People who live outside the city limits still proudly call themselves Detroiters, as would most people who live outside New York, Chicago, Boston or L.A. Detroiters take pride in the quality of the city’s people; their unique spirit, their steadfast determination, their long and multi-ethnic history. Sports and culture unite all political factions and even in the city’s darkest moments give hope to a common cause.
But Detroiters cannot continue believing that the decline of Detroit will not have ripple effects on the entire region’s economy. Detroiters cannot pretend that a city that none of them would ever choose to live in, or visit for more than one game at a time, is on the brink of rebound.
Liberalism has failed Detroit. You don’t need to be a student or a conservative to admit that. We may not all agree on the best solutions for the city, but we should agree what has been tried for four decades has failed.
Detroit must create hyper-incentives for growth. At this point, it can’t just compete with other cities; it must be the leader in creating business-friendly incentives. Detroit already has a complex highway system, but it keeps looking towards transportation projects, like light rail, as solutions to its woes. Detroit must avoid spending money to benefit the unions who support such needless “stimulus” and instead focus investments on replacing decaying infrastructure with community-friendly enterprise areas that will support safe and convenient grocery stores, banks, pharmacies and retail.
City leaders must embrace local education reforms that give the parents of students in failing public schools the ability to choose alternative schools that provides a safe environment for their children to actually learn, rather than bide time until they drop out
Detroit must look to experts at the Mackinac Center for Public Policy and Robert Woodson, Sr. of the Center for Neighborhood Enterprise for assistance in quelling neighborhood violence, restoring integrity to governance and increasing the flow of private capital to investment-friendly entrepreneurs. Faith-based enterprises must be embraced. Certain government financial assistance, or welfare, must incentivize personal responsibility.
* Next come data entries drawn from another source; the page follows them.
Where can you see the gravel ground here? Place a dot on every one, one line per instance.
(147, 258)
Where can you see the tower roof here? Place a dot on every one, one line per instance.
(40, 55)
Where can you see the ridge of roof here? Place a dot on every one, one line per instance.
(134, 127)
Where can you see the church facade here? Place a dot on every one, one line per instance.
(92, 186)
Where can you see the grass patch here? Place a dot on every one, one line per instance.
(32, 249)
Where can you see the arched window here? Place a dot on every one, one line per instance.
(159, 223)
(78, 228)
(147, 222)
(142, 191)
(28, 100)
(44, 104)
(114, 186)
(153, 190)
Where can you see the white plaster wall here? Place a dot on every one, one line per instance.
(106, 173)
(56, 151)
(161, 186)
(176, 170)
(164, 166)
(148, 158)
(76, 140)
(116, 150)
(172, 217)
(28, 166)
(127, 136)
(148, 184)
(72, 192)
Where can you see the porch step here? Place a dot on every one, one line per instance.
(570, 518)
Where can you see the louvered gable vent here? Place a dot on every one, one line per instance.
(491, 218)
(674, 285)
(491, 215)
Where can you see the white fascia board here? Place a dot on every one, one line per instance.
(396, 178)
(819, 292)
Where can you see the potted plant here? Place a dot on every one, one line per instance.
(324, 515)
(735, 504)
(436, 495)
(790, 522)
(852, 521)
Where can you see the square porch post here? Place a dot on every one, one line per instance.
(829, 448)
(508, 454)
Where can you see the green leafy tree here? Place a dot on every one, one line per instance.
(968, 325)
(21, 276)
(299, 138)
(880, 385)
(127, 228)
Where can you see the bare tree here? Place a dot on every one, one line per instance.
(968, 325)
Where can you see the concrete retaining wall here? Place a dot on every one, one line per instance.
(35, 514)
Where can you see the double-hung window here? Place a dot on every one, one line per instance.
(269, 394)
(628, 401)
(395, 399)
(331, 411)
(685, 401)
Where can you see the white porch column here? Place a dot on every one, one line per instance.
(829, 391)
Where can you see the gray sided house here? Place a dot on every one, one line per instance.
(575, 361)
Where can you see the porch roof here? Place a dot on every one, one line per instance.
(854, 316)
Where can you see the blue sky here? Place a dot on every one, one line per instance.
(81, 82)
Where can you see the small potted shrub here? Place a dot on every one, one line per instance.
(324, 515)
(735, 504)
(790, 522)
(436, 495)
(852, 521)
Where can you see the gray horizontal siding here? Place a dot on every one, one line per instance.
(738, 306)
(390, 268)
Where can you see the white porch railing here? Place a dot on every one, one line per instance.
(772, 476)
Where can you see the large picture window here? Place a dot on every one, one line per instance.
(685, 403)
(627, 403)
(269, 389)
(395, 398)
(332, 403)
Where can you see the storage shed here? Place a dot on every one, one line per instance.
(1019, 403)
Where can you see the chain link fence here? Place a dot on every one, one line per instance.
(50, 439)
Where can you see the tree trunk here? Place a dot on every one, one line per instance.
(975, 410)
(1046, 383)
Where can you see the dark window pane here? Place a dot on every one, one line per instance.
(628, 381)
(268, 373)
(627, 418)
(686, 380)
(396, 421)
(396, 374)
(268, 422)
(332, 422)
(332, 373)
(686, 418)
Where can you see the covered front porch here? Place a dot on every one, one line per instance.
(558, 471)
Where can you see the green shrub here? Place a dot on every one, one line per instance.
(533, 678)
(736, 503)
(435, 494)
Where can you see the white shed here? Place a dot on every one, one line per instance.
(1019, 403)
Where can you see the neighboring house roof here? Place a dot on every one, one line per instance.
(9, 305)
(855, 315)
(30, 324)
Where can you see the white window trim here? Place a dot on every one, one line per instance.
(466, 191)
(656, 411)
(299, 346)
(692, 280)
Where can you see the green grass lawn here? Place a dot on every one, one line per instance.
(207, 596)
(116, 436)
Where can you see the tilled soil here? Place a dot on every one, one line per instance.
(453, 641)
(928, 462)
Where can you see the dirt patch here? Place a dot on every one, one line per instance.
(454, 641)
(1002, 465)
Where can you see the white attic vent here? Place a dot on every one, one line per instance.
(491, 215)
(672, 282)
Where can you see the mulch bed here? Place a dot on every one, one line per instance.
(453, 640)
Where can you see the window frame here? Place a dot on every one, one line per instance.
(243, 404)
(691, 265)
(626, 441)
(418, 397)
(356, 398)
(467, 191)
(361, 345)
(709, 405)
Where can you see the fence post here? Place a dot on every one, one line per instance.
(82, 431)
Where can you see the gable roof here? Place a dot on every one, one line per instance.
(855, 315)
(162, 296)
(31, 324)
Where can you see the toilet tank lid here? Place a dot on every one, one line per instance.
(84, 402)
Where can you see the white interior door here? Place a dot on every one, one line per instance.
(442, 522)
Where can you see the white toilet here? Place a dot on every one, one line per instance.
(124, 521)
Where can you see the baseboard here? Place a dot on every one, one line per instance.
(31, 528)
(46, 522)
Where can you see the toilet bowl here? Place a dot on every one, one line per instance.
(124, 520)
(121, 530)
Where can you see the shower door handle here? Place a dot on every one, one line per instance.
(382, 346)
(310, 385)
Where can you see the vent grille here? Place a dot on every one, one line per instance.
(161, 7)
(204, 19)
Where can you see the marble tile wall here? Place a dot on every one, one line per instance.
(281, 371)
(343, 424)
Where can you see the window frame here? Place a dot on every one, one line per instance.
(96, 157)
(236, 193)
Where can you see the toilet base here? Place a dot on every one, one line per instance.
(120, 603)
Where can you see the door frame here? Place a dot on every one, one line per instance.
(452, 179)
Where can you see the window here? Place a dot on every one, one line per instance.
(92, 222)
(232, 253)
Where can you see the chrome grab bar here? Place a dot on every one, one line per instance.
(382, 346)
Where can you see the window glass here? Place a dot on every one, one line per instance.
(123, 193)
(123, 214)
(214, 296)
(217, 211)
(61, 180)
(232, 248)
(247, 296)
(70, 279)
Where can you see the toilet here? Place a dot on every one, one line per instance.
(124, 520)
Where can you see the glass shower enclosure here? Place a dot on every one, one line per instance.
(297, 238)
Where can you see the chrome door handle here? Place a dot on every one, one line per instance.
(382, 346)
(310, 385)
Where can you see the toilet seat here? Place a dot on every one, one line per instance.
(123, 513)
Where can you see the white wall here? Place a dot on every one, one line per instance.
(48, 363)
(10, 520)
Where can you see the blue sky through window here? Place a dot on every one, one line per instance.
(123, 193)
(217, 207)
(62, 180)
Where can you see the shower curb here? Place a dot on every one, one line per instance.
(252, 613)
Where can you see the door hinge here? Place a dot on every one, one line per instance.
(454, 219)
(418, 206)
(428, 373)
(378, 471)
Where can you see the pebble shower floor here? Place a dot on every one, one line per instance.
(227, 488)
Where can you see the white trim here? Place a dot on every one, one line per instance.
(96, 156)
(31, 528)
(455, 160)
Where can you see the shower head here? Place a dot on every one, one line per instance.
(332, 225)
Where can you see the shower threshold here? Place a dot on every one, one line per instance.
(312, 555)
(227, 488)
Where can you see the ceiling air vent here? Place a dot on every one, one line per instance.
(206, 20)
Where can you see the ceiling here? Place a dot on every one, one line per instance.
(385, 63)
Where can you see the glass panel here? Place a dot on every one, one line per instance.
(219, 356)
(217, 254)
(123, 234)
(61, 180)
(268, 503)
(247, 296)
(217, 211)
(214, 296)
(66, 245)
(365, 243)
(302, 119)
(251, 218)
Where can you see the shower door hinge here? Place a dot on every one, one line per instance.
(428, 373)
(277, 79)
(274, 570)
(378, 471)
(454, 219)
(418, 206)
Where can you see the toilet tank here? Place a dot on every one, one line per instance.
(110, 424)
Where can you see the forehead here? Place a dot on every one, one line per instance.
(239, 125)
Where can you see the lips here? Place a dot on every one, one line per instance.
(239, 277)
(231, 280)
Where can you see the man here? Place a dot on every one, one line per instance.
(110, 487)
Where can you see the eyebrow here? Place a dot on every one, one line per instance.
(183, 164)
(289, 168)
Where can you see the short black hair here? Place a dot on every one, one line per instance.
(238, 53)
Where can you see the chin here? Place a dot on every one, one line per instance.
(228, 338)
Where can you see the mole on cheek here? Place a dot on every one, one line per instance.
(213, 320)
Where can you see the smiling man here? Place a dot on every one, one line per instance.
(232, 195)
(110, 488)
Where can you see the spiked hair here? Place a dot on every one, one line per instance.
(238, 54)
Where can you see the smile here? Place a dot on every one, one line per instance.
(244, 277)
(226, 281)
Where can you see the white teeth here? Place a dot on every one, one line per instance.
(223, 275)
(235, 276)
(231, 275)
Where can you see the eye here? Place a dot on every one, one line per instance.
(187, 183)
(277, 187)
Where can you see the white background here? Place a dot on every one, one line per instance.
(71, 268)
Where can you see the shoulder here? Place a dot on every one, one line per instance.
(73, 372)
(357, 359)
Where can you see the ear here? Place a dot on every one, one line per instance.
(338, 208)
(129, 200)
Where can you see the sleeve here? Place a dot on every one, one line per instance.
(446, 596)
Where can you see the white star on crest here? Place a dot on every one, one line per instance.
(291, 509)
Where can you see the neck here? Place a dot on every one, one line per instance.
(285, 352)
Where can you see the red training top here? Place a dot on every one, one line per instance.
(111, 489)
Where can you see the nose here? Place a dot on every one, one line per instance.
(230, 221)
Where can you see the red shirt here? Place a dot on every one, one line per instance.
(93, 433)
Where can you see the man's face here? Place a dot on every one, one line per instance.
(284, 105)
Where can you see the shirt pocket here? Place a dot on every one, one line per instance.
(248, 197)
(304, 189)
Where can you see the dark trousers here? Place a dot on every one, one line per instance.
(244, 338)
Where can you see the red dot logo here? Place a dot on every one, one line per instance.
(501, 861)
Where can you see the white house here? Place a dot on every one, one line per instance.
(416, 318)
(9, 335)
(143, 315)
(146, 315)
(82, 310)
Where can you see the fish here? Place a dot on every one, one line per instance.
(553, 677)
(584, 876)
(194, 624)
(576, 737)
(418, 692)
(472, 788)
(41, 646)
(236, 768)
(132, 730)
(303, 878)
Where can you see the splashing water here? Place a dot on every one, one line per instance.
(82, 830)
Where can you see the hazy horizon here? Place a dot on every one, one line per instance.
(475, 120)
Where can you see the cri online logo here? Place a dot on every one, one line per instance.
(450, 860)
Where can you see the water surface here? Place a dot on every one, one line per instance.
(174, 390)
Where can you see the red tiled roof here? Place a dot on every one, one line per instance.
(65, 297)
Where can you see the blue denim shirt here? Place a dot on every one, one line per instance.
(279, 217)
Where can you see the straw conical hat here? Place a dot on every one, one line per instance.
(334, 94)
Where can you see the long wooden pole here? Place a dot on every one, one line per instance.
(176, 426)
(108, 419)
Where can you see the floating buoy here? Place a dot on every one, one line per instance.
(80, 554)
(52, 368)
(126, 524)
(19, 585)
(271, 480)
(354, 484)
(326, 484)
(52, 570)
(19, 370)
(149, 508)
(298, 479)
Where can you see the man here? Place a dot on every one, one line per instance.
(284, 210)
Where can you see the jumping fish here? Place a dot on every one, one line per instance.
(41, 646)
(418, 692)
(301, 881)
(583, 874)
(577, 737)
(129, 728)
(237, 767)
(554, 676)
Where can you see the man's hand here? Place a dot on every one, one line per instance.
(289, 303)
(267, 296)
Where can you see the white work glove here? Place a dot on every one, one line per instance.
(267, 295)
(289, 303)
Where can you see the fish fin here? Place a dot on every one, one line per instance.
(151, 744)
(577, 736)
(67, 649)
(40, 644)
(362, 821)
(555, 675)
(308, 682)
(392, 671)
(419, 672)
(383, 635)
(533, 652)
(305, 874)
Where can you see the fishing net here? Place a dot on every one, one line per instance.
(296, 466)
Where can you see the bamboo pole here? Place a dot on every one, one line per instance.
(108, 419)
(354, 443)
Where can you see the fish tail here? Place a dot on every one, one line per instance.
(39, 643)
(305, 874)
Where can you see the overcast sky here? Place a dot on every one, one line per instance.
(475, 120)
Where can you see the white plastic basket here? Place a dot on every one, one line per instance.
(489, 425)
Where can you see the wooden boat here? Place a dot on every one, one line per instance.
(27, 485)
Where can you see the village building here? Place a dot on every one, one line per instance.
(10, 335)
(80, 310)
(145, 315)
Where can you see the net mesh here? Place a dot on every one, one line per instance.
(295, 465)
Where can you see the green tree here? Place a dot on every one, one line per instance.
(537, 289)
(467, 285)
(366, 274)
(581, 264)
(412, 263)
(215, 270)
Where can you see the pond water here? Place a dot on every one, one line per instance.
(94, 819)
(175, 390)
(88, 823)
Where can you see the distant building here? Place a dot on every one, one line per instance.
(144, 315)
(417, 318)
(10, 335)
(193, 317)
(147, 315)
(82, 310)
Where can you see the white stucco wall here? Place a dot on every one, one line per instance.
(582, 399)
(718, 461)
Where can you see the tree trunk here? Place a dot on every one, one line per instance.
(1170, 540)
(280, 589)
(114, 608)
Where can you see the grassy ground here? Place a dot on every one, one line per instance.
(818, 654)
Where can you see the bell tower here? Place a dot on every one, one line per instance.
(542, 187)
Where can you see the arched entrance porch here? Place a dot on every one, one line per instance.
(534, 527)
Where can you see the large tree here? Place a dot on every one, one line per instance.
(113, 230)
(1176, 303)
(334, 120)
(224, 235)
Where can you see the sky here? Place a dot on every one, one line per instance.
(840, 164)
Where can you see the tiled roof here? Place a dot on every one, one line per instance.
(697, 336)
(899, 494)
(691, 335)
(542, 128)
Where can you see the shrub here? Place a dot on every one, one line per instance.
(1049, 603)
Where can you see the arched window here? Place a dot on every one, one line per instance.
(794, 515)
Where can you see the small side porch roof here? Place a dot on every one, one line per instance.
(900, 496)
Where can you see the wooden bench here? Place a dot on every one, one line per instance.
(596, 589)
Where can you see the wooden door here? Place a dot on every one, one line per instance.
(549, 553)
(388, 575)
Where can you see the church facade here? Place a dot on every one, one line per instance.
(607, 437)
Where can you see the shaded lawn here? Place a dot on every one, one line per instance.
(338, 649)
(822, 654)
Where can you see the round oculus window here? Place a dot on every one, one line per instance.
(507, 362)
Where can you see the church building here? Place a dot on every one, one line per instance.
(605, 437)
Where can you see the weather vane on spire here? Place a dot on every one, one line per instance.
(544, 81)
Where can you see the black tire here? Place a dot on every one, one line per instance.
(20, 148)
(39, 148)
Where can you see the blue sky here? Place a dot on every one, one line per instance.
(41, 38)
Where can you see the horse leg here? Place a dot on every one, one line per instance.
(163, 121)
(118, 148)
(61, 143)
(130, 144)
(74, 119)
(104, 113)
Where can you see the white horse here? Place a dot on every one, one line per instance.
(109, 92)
Detroit can be great again. Detroit will be great again. But a two-minute Super Bowl ad will not be the impetus for its rise. Recognizing the failures of liberalism and rejecting the unsuccessful strategies and leaders of yesteryear will be the start. And all Americans should root for Detroit to do so, in order to inspire Washington lawmakers determined to repeat many of the city’s mistakes to do better.